The last time the Lions were able to win the prestigious Currie Cup (first contested in 1892) was way back in the previous century (1999) and on paper they once again hardly had a chance this year. Only one of their three players with international experience was part of the 2011 Springbok World Cup squad and he spent most of his time in New Zealand keeping the bench warm. The rest of the team were relatively unknown although (in retrospect) certainly also underrated. The Sharks, on the other hand, had thirteen international players in their starting line-up (there’s fifteen players on the field, in case rugby is not your game) and another three Springboks on the bench as replacements. No less than eight Sharks were part of the 2011 Springbok World Cup squad and two of them were nominated for the prestigious South African Rugby Player of the Year Award.
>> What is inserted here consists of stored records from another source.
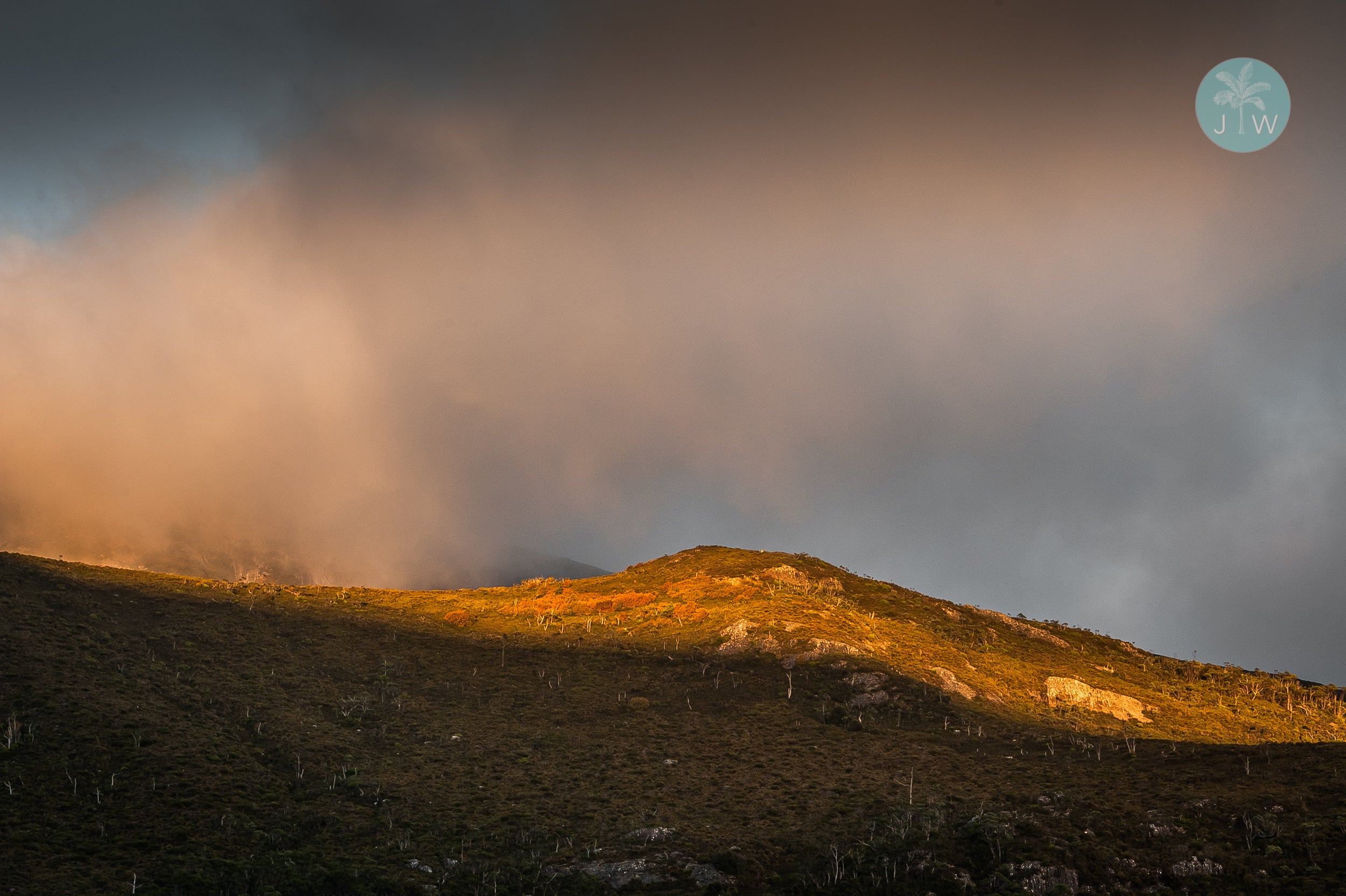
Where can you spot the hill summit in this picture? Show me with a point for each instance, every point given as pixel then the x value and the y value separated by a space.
pixel 718 720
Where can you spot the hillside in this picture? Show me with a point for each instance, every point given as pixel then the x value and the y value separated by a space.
pixel 715 720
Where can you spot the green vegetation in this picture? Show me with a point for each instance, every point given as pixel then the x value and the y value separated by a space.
pixel 170 735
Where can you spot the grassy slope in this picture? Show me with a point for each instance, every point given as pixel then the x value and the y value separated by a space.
pixel 418 738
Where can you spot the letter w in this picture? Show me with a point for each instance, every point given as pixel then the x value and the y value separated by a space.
pixel 1271 128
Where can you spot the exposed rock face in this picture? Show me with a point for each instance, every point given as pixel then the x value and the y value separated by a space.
pixel 867 681
pixel 1022 627
pixel 871 698
pixel 949 682
pixel 738 637
pixel 1077 693
pixel 788 575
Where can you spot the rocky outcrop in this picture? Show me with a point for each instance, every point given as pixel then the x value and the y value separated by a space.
pixel 949 682
pixel 1075 692
pixel 870 698
pixel 1022 627
pixel 867 681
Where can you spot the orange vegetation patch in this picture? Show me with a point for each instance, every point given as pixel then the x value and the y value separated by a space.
pixel 458 618
pixel 690 613
pixel 571 605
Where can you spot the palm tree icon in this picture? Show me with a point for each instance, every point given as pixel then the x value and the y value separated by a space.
pixel 1242 92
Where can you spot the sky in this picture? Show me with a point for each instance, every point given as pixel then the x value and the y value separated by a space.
pixel 955 295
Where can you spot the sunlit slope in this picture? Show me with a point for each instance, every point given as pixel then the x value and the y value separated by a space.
pixel 801 610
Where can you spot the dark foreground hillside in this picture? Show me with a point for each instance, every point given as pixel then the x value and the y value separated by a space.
pixel 173 736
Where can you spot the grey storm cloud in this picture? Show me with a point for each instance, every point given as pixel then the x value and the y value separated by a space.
pixel 960 299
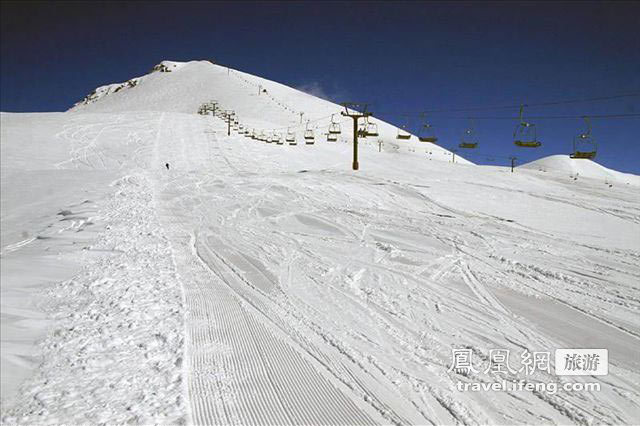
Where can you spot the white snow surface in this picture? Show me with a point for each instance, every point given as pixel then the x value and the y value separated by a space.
pixel 581 168
pixel 257 283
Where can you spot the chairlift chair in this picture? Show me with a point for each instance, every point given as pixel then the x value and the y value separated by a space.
pixel 273 137
pixel 334 127
pixel 584 145
pixel 525 134
pixel 426 134
pixel 469 139
pixel 372 128
pixel 403 134
pixel 291 137
pixel 309 137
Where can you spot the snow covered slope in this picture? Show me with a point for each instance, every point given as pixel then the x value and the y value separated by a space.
pixel 253 283
pixel 581 168
pixel 190 84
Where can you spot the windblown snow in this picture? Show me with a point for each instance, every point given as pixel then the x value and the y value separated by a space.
pixel 255 283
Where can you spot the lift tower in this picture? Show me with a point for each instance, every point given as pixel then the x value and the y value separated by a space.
pixel 350 110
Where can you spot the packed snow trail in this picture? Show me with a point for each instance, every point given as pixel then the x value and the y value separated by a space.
pixel 307 287
pixel 312 293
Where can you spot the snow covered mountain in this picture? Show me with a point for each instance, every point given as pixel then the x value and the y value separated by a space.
pixel 260 104
pixel 254 283
pixel 580 168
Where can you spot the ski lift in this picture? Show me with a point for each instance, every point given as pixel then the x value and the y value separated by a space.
pixel 403 134
pixel 334 127
pixel 426 133
pixel 274 138
pixel 309 137
pixel 371 129
pixel 469 139
pixel 584 146
pixel 525 134
pixel 362 130
pixel 291 137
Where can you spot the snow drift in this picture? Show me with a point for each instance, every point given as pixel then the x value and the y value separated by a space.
pixel 581 168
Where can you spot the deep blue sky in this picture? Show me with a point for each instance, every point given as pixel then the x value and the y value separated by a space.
pixel 397 56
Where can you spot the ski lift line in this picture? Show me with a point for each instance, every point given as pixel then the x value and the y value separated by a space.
pixel 572 101
pixel 551 117
pixel 547 117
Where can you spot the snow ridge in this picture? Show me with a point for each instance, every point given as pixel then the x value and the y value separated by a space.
pixel 116 352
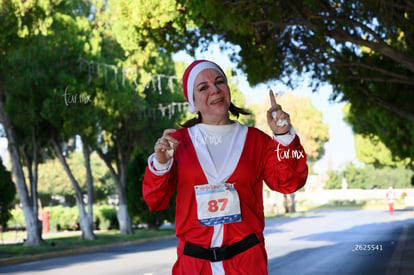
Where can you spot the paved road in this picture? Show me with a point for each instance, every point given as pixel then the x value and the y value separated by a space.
pixel 324 242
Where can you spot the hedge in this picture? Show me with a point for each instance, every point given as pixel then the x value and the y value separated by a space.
pixel 67 218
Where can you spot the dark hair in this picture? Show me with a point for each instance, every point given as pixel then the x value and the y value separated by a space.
pixel 234 110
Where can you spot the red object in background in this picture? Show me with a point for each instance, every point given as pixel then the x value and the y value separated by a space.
pixel 44 217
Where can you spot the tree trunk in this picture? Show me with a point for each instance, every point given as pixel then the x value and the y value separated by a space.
pixel 84 222
pixel 89 181
pixel 124 220
pixel 33 231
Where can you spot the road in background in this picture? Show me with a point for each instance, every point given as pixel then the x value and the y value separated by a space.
pixel 315 243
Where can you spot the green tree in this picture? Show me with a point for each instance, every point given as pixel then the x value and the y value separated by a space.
pixel 370 177
pixel 135 105
pixel 39 51
pixel 7 195
pixel 364 49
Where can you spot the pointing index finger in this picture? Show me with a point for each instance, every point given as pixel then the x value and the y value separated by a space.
pixel 272 98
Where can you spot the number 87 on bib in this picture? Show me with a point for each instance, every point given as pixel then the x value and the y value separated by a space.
pixel 217 204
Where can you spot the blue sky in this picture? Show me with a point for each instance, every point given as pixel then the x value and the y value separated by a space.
pixel 340 148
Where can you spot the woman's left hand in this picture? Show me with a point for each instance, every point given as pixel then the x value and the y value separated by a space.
pixel 277 119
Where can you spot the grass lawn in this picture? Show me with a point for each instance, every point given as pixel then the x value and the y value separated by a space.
pixel 57 243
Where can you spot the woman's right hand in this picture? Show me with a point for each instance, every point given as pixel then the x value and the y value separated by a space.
pixel 165 146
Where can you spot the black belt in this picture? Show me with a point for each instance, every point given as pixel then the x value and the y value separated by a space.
pixel 216 254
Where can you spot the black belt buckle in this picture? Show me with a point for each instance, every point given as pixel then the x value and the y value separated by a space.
pixel 219 253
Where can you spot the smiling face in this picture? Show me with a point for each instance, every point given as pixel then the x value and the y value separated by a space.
pixel 212 97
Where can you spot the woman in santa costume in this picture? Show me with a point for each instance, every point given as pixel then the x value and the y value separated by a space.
pixel 217 167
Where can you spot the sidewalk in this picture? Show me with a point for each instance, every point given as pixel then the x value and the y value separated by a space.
pixel 402 261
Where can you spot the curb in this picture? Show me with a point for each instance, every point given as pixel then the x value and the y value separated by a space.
pixel 76 251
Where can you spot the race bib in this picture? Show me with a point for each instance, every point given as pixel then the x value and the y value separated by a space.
pixel 217 204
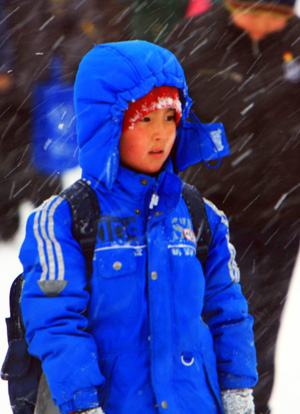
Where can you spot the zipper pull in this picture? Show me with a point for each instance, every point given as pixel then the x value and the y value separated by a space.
pixel 154 201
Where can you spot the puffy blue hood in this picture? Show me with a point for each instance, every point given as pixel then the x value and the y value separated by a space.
pixel 109 77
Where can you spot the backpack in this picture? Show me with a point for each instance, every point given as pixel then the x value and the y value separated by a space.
pixel 20 369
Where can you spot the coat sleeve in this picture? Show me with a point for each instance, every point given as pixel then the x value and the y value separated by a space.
pixel 53 303
pixel 226 309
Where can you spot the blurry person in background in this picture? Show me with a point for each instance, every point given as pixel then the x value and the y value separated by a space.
pixel 153 20
pixel 285 392
pixel 247 53
pixel 32 32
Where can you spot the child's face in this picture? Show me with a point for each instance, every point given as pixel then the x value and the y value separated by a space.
pixel 146 147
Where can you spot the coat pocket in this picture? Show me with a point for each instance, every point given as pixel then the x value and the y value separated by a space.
pixel 115 262
pixel 116 283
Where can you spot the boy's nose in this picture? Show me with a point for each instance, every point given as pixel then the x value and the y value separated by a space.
pixel 159 131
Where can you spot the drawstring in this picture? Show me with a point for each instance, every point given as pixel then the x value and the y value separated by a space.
pixel 202 130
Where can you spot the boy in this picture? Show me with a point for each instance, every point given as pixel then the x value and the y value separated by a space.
pixel 149 331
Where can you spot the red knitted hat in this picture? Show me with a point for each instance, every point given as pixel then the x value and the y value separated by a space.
pixel 159 98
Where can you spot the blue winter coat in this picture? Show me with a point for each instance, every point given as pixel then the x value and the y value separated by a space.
pixel 148 332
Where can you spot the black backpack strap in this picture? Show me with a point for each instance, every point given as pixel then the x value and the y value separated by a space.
pixel 85 211
pixel 197 210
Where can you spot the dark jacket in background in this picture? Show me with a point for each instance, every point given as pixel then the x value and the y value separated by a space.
pixel 249 87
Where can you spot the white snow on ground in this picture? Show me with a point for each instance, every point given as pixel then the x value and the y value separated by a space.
pixel 285 394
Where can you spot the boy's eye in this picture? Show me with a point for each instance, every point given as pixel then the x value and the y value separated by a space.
pixel 145 119
pixel 171 117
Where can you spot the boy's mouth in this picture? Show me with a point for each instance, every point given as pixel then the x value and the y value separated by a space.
pixel 157 153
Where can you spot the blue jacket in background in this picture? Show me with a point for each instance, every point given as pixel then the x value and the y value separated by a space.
pixel 148 332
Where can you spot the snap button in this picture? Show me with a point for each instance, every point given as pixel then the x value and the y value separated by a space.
pixel 117 265
pixel 154 275
pixel 187 363
pixel 164 404
pixel 144 181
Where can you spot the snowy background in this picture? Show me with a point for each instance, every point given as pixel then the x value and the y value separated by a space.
pixel 285 396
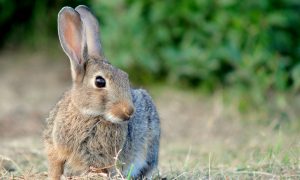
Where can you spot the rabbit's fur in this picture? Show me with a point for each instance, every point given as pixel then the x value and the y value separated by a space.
pixel 88 127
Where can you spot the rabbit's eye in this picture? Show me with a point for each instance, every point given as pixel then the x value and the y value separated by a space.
pixel 100 82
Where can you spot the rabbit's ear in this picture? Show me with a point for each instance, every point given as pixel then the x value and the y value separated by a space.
pixel 92 31
pixel 72 39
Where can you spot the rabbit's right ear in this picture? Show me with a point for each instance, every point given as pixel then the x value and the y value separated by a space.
pixel 72 39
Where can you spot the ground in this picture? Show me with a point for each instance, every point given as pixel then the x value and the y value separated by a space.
pixel 203 137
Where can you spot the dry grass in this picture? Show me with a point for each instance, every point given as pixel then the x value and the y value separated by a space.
pixel 202 137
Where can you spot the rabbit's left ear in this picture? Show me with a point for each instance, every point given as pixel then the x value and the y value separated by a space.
pixel 94 48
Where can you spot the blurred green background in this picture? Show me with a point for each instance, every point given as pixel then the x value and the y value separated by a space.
pixel 250 48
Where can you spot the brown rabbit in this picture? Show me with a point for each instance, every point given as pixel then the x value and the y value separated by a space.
pixel 100 115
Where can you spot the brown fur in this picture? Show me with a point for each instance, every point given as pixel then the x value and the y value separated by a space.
pixel 71 129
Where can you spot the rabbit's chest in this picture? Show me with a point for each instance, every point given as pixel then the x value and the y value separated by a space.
pixel 91 141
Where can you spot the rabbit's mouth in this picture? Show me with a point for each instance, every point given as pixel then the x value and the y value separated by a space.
pixel 114 119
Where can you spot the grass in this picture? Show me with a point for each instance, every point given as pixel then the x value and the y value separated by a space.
pixel 203 136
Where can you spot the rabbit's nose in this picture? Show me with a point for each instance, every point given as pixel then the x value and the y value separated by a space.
pixel 127 113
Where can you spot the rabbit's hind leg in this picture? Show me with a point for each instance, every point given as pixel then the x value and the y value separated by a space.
pixel 56 164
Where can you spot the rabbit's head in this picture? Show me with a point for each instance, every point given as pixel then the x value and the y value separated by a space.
pixel 99 89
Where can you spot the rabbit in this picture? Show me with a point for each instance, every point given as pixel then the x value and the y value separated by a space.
pixel 100 122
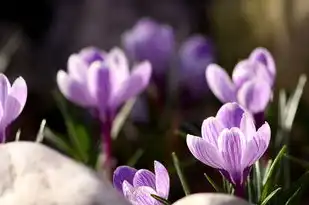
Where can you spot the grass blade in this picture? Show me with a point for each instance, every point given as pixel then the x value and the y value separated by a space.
pixel 121 117
pixel 213 184
pixel 40 135
pixel 270 196
pixel 180 174
pixel 270 175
However, in spite of facing heavy odds the zeal with which the Lions went about their business soon saw their highly celebrated opponents completely outplayed in just about every facet of the game. Their young backline showed courage and an eagerness to run with the ball at every opportunity while their comparatively inexperienced forwards defended like Trojans to keep their counterparts from scoring in spite of the fact that the Sharks had more than 60 percent possession of the ball (which is quite important if you want to score, in case you’re wondering).
So what went wrong? The same thing that happens when highly talented and skilled individuals in companies, projects and teams fall short of expectations simply because they rely on their individual abilities in stead of creating constructive synergy by merging their talents with the rest of the group.
The Lions, in spite of being regarded as individually mediocre compared to the star-studded Sharks, combined into a destructive force where each player gave what they could to contribute to a magnificent and ultimately unstoppable team effort. Revealing the secret of how this was achieved, Doppies la Grange, Lions vice-captain, explained afterwards that captain Joss Strauss and the coaches motivated the team to achieve “extraordinary things” because the men believed in each other. “He (coach John Mitchell) turned an ordinary bunch of guys into stars. We played for each other and that doesn’t start on the field, it starts outside with great coaching,” according to La Grange. On the other hand, while giving full credit to the Lions for “completely outplaying” his team, Sharks coach John Plumtree admitted that they did not have enough time to fully integrate their World Cup Springboks into their structures after they returned to South Africa two weeks ago.
So what do I take away from a humiliating (yes I’m a Sharks fan) final score of 42-16 apart from a great underdog story? Well as a firm believer in discovering, developing and working with our natural talents I once again realize the critical importance of attaining unity when working as a group. To achieve excellence, the leader or coach has to harness, hone and focus individual talents and strengths into a synergistic whole. As leaders in the volatile and ever-changing working environment of the 21st Century we not only need to be able to spot, source and develop individual talent and skills, we also need to be able to merge these into synchronized units. When all is said and done there is little doubt in my mind that coordinated harmony nearly always trumps individual brilliance.